Year-by-Year AQI in Chattooga, Georgia
| Year | Median AQI | Good Days | Unhealthy Days | Dominant Pollutant |
|---|---|---|---|---|
| 2014 | 36 | 227 | 0 | Ozone |
| 2015 | 36 | 173 | 0 | Ozone |
| 2016 | 42 | 217 | 0 | Ozone |
| 2017 | 36 | 232 | 0 | Ozone |
| 2018 | 35 | 224 | 0 | Ozone |
| 2019 | 40 | 231 | 0 | Ozone |
| 2020 | 32 | 244 | 0 | Ozone |
| 2021 | 33 | 238 | 0 | Ozone |
| 2022 | 35 | 236 | 0 | Ozone |
| 2023 | 38 | 225 | 0 | Ozone |
Health Context for Chattooga, Georgia
Across the past five years, this area has logged just 0 days where AQI rose into the "Unhealthy for Sensitive Groups" range or worse — about 0 days per year, or roughly one every other month.

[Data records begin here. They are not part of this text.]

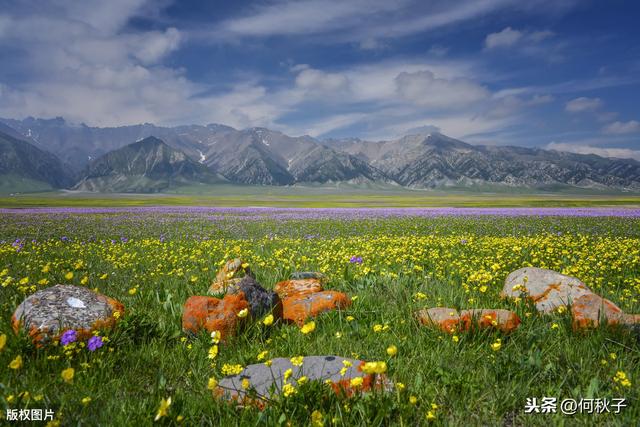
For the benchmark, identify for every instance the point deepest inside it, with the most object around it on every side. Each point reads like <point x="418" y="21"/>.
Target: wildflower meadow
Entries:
<point x="390" y="262"/>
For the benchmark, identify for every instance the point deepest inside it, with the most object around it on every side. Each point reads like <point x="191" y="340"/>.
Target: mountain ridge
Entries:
<point x="266" y="157"/>
<point x="148" y="165"/>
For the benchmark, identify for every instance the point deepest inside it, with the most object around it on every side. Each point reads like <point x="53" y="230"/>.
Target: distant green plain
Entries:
<point x="326" y="196"/>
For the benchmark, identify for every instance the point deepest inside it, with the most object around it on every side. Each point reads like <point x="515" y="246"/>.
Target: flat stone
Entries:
<point x="444" y="318"/>
<point x="213" y="314"/>
<point x="302" y="275"/>
<point x="298" y="308"/>
<point x="292" y="287"/>
<point x="229" y="275"/>
<point x="546" y="288"/>
<point x="46" y="314"/>
<point x="267" y="381"/>
<point x="261" y="301"/>
<point x="589" y="310"/>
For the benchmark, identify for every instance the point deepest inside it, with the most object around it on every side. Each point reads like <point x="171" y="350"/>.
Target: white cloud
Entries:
<point x="423" y="88"/>
<point x="369" y="22"/>
<point x="505" y="38"/>
<point x="303" y="17"/>
<point x="620" y="153"/>
<point x="320" y="82"/>
<point x="510" y="37"/>
<point x="78" y="62"/>
<point x="632" y="126"/>
<point x="583" y="104"/>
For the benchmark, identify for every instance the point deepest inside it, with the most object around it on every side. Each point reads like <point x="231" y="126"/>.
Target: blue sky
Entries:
<point x="550" y="73"/>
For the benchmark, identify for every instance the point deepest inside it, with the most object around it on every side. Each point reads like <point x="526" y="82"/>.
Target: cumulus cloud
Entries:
<point x="423" y="88"/>
<point x="77" y="60"/>
<point x="583" y="104"/>
<point x="621" y="128"/>
<point x="620" y="153"/>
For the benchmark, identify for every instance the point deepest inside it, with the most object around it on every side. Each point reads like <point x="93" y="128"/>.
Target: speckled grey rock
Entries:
<point x="267" y="381"/>
<point x="261" y="301"/>
<point x="50" y="311"/>
<point x="546" y="288"/>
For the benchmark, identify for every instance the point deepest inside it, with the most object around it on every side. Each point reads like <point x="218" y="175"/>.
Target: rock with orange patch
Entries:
<point x="266" y="382"/>
<point x="447" y="319"/>
<point x="213" y="314"/>
<point x="46" y="314"/>
<point x="292" y="287"/>
<point x="450" y="321"/>
<point x="546" y="288"/>
<point x="303" y="275"/>
<point x="589" y="310"/>
<point x="261" y="301"/>
<point x="503" y="320"/>
<point x="230" y="275"/>
<point x="298" y="308"/>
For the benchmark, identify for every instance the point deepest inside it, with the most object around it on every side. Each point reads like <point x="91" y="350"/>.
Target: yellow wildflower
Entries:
<point x="374" y="368"/>
<point x="356" y="382"/>
<point x="392" y="350"/>
<point x="67" y="374"/>
<point x="213" y="352"/>
<point x="268" y="321"/>
<point x="231" y="369"/>
<point x="317" y="419"/>
<point x="287" y="374"/>
<point x="16" y="363"/>
<point x="308" y="327"/>
<point x="288" y="390"/>
<point x="163" y="410"/>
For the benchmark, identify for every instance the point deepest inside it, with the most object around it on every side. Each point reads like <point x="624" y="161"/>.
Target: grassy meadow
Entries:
<point x="152" y="261"/>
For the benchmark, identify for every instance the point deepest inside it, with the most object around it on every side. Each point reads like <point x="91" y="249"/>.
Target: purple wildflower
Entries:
<point x="68" y="337"/>
<point x="94" y="343"/>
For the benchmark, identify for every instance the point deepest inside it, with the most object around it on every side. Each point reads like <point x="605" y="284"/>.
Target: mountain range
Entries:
<point x="149" y="158"/>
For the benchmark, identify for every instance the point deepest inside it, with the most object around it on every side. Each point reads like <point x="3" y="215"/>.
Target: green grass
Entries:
<point x="146" y="359"/>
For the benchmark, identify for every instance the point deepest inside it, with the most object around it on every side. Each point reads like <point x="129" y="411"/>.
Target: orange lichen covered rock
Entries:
<point x="504" y="320"/>
<point x="213" y="314"/>
<point x="48" y="313"/>
<point x="450" y="321"/>
<point x="546" y="288"/>
<point x="289" y="288"/>
<point x="589" y="310"/>
<point x="446" y="319"/>
<point x="229" y="275"/>
<point x="298" y="308"/>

That is a low count by national standards.
For most healthy adults, current air quality in this area does not require any change in behavior. People with severe asthma, COPD, or recent cardiac events should still keep an eye on daily AQI alerts, especially during wildfire season. Because ozone peaks in the afternoon on hot sunny days, plan outdoor exercise for early morning or after sunset on bad-air days.
How This Grade Is Calculated
The AirHistory Air Quality Grade combines four signals: the 5-year median AQI (40% of the score), the 10-year trend direction (30%), the count of unhealthy days per year (20%), and the dominant pollutant type (10%). All four come directly from the EPA Air Quality System (AQS), which aggregates readings from federally certified monitors. Read the full methodology.
Chattooga, Georgia has an Air Quality Grade of B (good) with a 5-year median AQI of 36. The dominant pollutant is Ground-Level Ozone, and air quality has been stable over the past decade.
The data source behind this answer is the EPA Air Quality System (AQS). Every figure on the page traces back to that source; the methodology page describes the inputs and the refresh cadence in full detail.
For readers turning this answer into action: cross-reference against the underlying the EPA Air Quality System (AQS) record before acting on time-sensitive decisions. The site renders the data as it was published; subsequent revisions can shift the picture, and the live federal data is always the authoritative current reference.